Solved – interpreting NMDS ordinations that show both samples and species

correspondence-analysisdescriptive statisticsinterpretationmultidimensional scalingr

I am using the vegan package in R to plot non-metric multidimensional scaling (NMDS) ordinations. I am using this package because of its compatibility with common ecological distance measures. When you plot the metaMDS() ordination, it plots both the samples (as black dots) and the species (as red dots). My question is: How do you interpret this simultaneous view of species and sample points?

My understanding of NMDS:

you start with a distance matrix of distances between all your points in multi-dimensional space
The algorithm places your points in fewer dimensional (say 2D) space
The algorithm moves your points around in 2D space so that the distances between points in 2D space go in the same order (rank) as the distances between points in multi-D space.
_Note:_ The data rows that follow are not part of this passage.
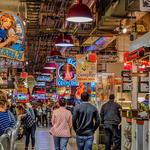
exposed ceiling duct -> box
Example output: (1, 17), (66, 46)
(105, 0), (127, 17)
(0, 0), (25, 13)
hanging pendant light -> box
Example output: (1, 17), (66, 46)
(44, 62), (57, 70)
(66, 0), (93, 23)
(41, 69), (52, 75)
(55, 34), (74, 47)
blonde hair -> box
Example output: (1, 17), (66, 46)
(0, 90), (7, 106)
(0, 13), (16, 31)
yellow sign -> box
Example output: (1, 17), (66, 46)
(76, 54), (97, 82)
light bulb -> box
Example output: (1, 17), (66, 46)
(122, 28), (127, 34)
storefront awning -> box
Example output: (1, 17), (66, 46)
(129, 32), (150, 51)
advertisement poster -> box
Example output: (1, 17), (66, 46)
(121, 71), (132, 92)
(96, 73), (115, 101)
(0, 13), (25, 61)
(139, 76), (149, 93)
(76, 54), (97, 82)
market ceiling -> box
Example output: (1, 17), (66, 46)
(0, 0), (149, 73)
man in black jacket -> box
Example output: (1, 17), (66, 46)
(100, 94), (121, 150)
(73, 92), (100, 150)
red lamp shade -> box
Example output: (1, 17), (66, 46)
(44, 62), (57, 70)
(41, 69), (52, 75)
(66, 0), (93, 23)
(88, 53), (97, 62)
(55, 34), (74, 47)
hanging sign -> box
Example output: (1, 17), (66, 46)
(0, 13), (25, 61)
(37, 75), (51, 82)
(56, 58), (78, 87)
(140, 0), (150, 11)
(76, 54), (97, 82)
(46, 56), (67, 63)
(121, 71), (132, 92)
(27, 75), (36, 88)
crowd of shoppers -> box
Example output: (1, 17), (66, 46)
(0, 89), (124, 150)
(50, 92), (122, 150)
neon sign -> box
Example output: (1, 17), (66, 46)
(32, 94), (47, 100)
(37, 75), (51, 82)
(36, 82), (46, 86)
(17, 94), (29, 100)
(56, 58), (78, 87)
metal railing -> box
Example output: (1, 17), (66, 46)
(0, 118), (21, 150)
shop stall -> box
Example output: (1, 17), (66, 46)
(121, 32), (150, 150)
BUT there are 2 possible distance matrices you can make with your rows=samples cols=species data:

distances between samples based on species composition (i.e. distances in species space)
distances between species based on co-occurrence in samples (i.e. distances in sample space)

Is metaMDS() calculating BOTH possible distance matrices automatically?

Is the ordination plot an overlay of two sets of arbitrary axes from separate ordinations?

How do you interpret co-localization of species and samples in the ordination plot?

note: I did not include example data because you can see the plots I'm talking about in the package documentation example.

Best Answer

The NMDS vegan performs is of the common or garden form of NMDS. If metaMDS() is passed the original data, then we can position the species points (shown in the plot) at the weighted average of site scores (sample points in the plot) for the NMDS dimensions retained/drawn. The weights are given by the abundances of the species.

This is one way to think of how species points are positioned in a correspondence analysis biplot (at the weighted average of the site scores, with site scores positioned at the weighted average of the species scores, and a way to solve CA was discovered simply by iterating those two from some initial starting conditions until the scores stopped changing)

You'll notice that if you supply a dissimilarity matrix to metaMDS() will not draw the species points, because it does not have access to the species abundances (to use as weights).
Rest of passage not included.